I enjoy being distracted by the temptations to do those things that are fun and easy, and avoid doing the things that are not fun, not easy, but more important than learning how hot it is at the center of Rigel, the foot of Orion, the constellation. I just left that Wikipedia page after trying to see the last of the meteor shower from the back steps in the dark, up in that bunch of stars.
I love pulling the thread that draws me deeper and deeper into a topic that may or may not have any relevance to the things I tell myself matter most—matter: to me, to my family and friends, to the future survival of the planet. Those—THOSE—are the things where my digging and learning and synthesis and writing need to stay laser-focused. But they don’t.
Because I allow this little rodents to swarm and nip around my brain—or as Tim Urban describes his Procrastination Beast—the Instant Gratification Monkey—to take over the wheel and guide the ship to…. to nowhere in particular….so that its hard to tell when you get there, and you might as well take one or ten more random turns and see where you end up.
As Tim points out, it is the IMPORTANT TASKS WITHOUT DEADLINES that are the worst and produce the most angst and guilt and self-loathing. If I have a bill coming due in three weeks, yes, I’m likely to wait 2.75 of them before I act, but in the last few hours, the PANIC MONSTER comes and shoves the monkey and mice out of the way, and I DO THE THING.
And it feels so good when I do it that I wonder why did I wait so long?
But for those things—like writing a chapter for the book or a post like this for the newsletter—where there really are not points in time when they MUST be completed, how do I do a better job of disciplining myself and monitoring my time so that even THOSE very significant-to-me jobs get done and free me of the guilt of enjoying myself learning how to tie a TIMBER HITCH with two pieces of boot lace on my desk?
I’ll get back to you on that. Setting goals for subtasks and being accountable is something I need to plan for, right now. But first I need to go back and figure out the relationship of the BIG to the LITTLE dipper. And find H A Rey’s book on the constellations. Then I will sit down and finish the next newsletter about the pros and cons of using digital tools (APPS) to identify plants and mushrooms. (For real. Soon.)
I promise. But just now, why don’t you drop what you were doing and watch the video, won’t you, instead of that thing that is not easy or fun? Because I have just used up ten minutes of sand through the one-way HOURGLASS of LIFE to share this post. Humor me.

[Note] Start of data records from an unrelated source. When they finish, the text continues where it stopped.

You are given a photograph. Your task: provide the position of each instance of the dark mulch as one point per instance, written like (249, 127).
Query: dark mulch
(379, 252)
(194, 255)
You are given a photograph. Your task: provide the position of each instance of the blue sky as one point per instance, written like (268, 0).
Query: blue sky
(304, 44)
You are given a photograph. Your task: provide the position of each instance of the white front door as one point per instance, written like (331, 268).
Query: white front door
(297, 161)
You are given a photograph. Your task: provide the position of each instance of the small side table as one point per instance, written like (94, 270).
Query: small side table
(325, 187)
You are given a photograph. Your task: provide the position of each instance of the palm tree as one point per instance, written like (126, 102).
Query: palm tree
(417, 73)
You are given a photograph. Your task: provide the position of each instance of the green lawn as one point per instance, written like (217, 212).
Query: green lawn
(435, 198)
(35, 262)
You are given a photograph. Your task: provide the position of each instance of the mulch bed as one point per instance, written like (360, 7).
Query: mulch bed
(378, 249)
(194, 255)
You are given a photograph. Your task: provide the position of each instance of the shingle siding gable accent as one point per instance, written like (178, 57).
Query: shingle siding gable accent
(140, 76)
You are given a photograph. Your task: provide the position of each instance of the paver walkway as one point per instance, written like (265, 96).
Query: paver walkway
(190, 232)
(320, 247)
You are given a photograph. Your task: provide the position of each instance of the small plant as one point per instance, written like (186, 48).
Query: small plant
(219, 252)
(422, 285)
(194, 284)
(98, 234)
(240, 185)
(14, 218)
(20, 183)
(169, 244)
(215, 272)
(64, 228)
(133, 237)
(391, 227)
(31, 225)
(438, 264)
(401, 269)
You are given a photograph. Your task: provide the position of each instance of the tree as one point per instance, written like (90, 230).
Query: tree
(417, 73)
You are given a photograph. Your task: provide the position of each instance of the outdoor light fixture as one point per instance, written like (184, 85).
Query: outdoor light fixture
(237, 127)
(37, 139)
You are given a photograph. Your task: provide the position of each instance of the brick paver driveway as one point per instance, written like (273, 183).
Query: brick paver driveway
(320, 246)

Damn The Instant Gratification Monkey!
Dear Lord, I meant MONKEY not MONEY, of course. The horror. It can't be changed for subscribers, who have now learned I am a flawed mortal after all. The pity. I wish I could promise to always take more time proof reading. I will spare myself the embarrassment of yet another unfulfilled promise. Gotta luv me.
Oh no Fred! Us retired folks sure have this problem in common. Oh well; you entertained and amused us this morning.
I am glad I proofread the previous sentence. My voice recognition software wrote abused instead of amused.